Бывали потом и другие болезни, но с тех пор я заключил со своим телом что-то вроде конфедеративного союза: внутри - порознь, наружу - вместе. Накормлю тебя и не буду мешать делать физзарядку, но и ты не лезь в мои дела и веди себя смирно, чешись и скучай, когда я чем-то занят. А к девчонкам будем вместе ходить: ты к своей, я к своей - их ведь тоже всегда две. Пока не срослись мы с ним настолько, что не разлей вода, - больно будет расставаться. А все потому, что когда-то некие разозлившиеся кочегары передали наверх по трубе: "Ну, вы там, разберитесь со своими командами, а не то мы вас в гробу видели!" - и показали наглядно, что бывает, когда давление пара сбрасывается до нуля и оставляют силы. Живи и помни.
Вечное лето
Чтобы не сорваться с резьбы, взрослым - отпуск, детям - каникулы, "бешенство псов" по латыни (как прививка от него). Ежегодное купание в море и жаркое фруктовое лето в дедовом саду на востоке Украины, с огромным сварным баком нагретой на солнце воды, чтоб окунуться и поплескаться перед обедом, и с вылазками на соленые озера в виду ослепительных меловых гор. Солнца тогда было столько, что летом целыми днями приходилось щуриться или жмуриться. Что-то похожее было у каждого. Чтобы не впасть в описательность, я хочу только воскресить - как воскресный день - ощущение беззаботной праздности, томление летнего дня с его нетрудными повинностями и усталостью от отдыха, накапливающейся к середине лета. Ожидание чуда и было чудом, как теперь ясно. Надо-то было только, чтоб живы и здоровы были те, что оставят потом нас одних, наши близкие. Помню загорелую мать в светлом открытом платье, с жаркими голыми плечами - мы садимся на конечной остановке в трамвай, чтобы съездить зачем-то в Одессу. Спелый вид этой женщины с худощавым подростком волнует мужиков, но они держат дистанцию. Только там, на юге, похожим образом уже с первых классов меня волновали некоторые приморские девчонки, с которыми еще совершенно неясно было, что делать, только и оставалось - млеть, как телок.
У деда с бабкой была большая библиотека в старых застекленных шкафах, и летние дни проходили в угаре чтения - в гамаке или на раскладушке под вишней. Пока не звали к обеду или ужину. Меня посылали тогда спуститься в земляной погреб за наливкой или за присланными в посылке вялеными черноморскими бычками - я обожал эту головастую влажноватую рыбку, как секрет и ключик ко всем летним каникулам. Детям тоже наливали по рюмке наливки, которой я всегда с важностью и удовольствием чокался с дедом.
Одна безотносительная ко всему картинка засела почему-то у меня в памяти. Как мы с дедом выбрались по какой-то надобности за город. Вот пошли уже мягкие холмы, пруды в ложбинах, с купающимися слобожанскими пацанами на лоснящихся надувных камерах и в таких же лоснящихся черных длинных трусах. Солнце припекает, дед, как всегда, в костюме, на верху холма, сняв дырчатую шляпу, он отирает платком пот со лба и шеи. Может, мы ходили за молоком в ближайшее село? На обратном пути на автобусную остановку выходит босой и веселый чернобородый мужик в красной рубахе до колен и говорит, что теперь у них хорошо - на хутор провели недавно свет и "радиво". На каком-то из этих холмов в степи было разбито большое городское кладбище, где мы в конце 60-х похоронили деда.

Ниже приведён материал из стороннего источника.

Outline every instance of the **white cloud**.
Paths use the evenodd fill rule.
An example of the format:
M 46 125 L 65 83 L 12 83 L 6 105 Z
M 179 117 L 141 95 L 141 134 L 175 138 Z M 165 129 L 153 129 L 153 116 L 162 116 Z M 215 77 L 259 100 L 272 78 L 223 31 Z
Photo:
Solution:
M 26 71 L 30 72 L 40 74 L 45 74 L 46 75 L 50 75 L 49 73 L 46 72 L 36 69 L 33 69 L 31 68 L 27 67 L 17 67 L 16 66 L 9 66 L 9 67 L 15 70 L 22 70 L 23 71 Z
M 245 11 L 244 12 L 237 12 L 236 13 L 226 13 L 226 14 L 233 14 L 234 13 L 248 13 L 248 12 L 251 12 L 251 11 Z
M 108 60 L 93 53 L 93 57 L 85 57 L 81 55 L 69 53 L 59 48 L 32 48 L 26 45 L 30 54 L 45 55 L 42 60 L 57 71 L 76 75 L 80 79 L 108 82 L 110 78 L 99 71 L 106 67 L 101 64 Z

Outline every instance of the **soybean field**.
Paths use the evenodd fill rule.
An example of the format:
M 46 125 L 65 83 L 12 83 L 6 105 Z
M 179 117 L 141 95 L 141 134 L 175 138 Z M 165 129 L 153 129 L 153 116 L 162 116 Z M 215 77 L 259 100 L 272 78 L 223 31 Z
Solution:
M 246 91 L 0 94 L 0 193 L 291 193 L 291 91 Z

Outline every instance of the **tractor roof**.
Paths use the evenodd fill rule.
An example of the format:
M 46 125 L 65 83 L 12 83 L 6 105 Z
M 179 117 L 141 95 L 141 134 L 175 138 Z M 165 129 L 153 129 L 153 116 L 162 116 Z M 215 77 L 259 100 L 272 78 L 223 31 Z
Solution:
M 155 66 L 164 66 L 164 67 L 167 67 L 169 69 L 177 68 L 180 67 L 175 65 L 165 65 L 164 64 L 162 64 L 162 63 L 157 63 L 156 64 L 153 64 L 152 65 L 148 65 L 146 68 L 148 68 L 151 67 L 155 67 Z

А тогда он выходил нас встречать на вокзал к ночному поезду - детей обычно отправляли одних - и вел через спящий, заросший садами город домой, где бабушка ставила на веранде чай с пряниками и свежесваренным вареньем. Наши матери уже не умели варить такого.
Летом в их доме было много мух - им на погибель с ламп свисали перекрученные клейкие ленты, а на подоконниках и столах стояли блюдца с угощением - поплывшими горками сахара в хлорофосных лужицах, где плавали без счета мохнатые трупы. Еще больше их вилось над курагой и вишней, сохшими на поломанных раскладушках на солнцепеке и досыхавшими на пыльном чердаке.